Avelina guardó silencio. Habían pasado dos años, Andrés ya no sería el mismo. ¿Cómo recuperarían la cotidianidad? ¿Con quién se encontraría? Pensaba que buscaba a un hijo que ya no existía, a un Andrés imaginario. Pero si no estaba vivo, ¿en qué estado lo hallaría? Desmembrado, carbonizado, mutilado, torturado, desollado, degollado, decapitado, descarnado, deshumanizado, desnombrado. Dónde, hijo. Dime dónde. Por qué te dejé ir sin decir te quiero. Por qué te dije cosas tan feas, por qué fui tan cruel contigo. Por qué no te detuve aquella noche cuando te fuiste de la casa llorando. Por qué, por qué.
—No le diría nada —dijo Avelina, y se le quebró la voz—. Nomás lo abrazaría y lo llenaría de besos a mi hijo.
—Le vas a hacer de comer.
—Claro. Le voy a hacer su lengua en salsa verde. Es su comida favorita. Lo voy a dejar jugar en su méndigo play todas las horas que quiera, y no le voy a decir nada. ¿Y tú, Marta? ¿Qué le vas a decir a tu hija cuando la encuentres?
—La voy a regañar, a la cabrona —sonrió Marta, y los ojos se le humedecieron—. Por hacerme pasar tanta preocupación. Morra vaga.
Lloraron un poco, pero no abandonaron sus labores. Ya no era extraño, el llanto era costumbre. Marta se quitó el pañuelo del cuello, se lo llevó a la boca, y tosió. Quedó impregnado de gotitas de sangre. Avelina sintió el animalito de la preocupación en el fondo de la garganta.
—Pinche Marta, ya deja de hacer desidia. Ve a que te chequen bien al Seguro.
—Ay, para qué, hombre. Así está bien, no pasa nada. En el Seguro nomás me van a quitar tiempo, si ya sabes cómo se las gastan. Yo tengo que estar fuerte pa’ mi hija.
—Pues por eso, por eso mismo tienes que ir a que te chequen. Para que cuando encuentres a tu hija estés sana, fuertota. De qué tienes miedo, ¿qué puede ser peor que esto? Total, todas vamos para allá. Todas nos vamos a morir de cáncer.
—O de tristeza.

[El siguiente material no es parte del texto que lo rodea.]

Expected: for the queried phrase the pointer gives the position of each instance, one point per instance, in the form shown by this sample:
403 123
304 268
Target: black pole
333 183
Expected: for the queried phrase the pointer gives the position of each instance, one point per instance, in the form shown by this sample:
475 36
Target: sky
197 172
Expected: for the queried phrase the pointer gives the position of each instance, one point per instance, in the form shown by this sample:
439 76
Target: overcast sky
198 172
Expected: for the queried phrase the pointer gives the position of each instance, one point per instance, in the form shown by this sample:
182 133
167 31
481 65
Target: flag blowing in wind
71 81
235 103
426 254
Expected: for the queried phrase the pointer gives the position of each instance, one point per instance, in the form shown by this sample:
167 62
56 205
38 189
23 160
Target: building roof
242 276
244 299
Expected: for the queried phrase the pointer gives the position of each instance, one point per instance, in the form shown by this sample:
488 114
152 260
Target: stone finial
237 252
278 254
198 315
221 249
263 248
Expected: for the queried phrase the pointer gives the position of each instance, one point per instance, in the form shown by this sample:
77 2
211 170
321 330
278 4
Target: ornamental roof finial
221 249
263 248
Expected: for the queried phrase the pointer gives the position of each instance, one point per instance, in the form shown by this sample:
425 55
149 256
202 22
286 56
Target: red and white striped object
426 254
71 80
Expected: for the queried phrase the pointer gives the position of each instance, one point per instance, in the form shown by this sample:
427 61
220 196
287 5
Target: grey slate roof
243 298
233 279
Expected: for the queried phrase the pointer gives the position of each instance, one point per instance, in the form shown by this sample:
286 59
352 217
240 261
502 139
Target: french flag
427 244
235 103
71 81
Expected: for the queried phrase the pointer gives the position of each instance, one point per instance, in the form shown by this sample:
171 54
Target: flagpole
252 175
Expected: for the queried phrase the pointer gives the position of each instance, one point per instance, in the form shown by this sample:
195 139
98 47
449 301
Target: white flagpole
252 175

A mí se me hace que de tristeza, mija.
—Sí —suspiró Avelina—. O de tristeza.
Avelina y Marta se quedaron quietas entre los carrizos cuando escucharon las voces de sus compañeras rebotando entre los muros de Chernóbil, espantando a los pájaros. Las conversaciones estaban impregnadas de un timbre distinto. Venían del escampado, más allá de los edificios abandonados, en los recodos del viento. Avelina sintió un escalofrío. Siempre se preguntaba si ya era la hora, si por fin era Andrés, y la idea de encontrarlo le daba tanto terror como la de perderlo para siempre.
—Muchachas —les dijeron—, aquí hay restos.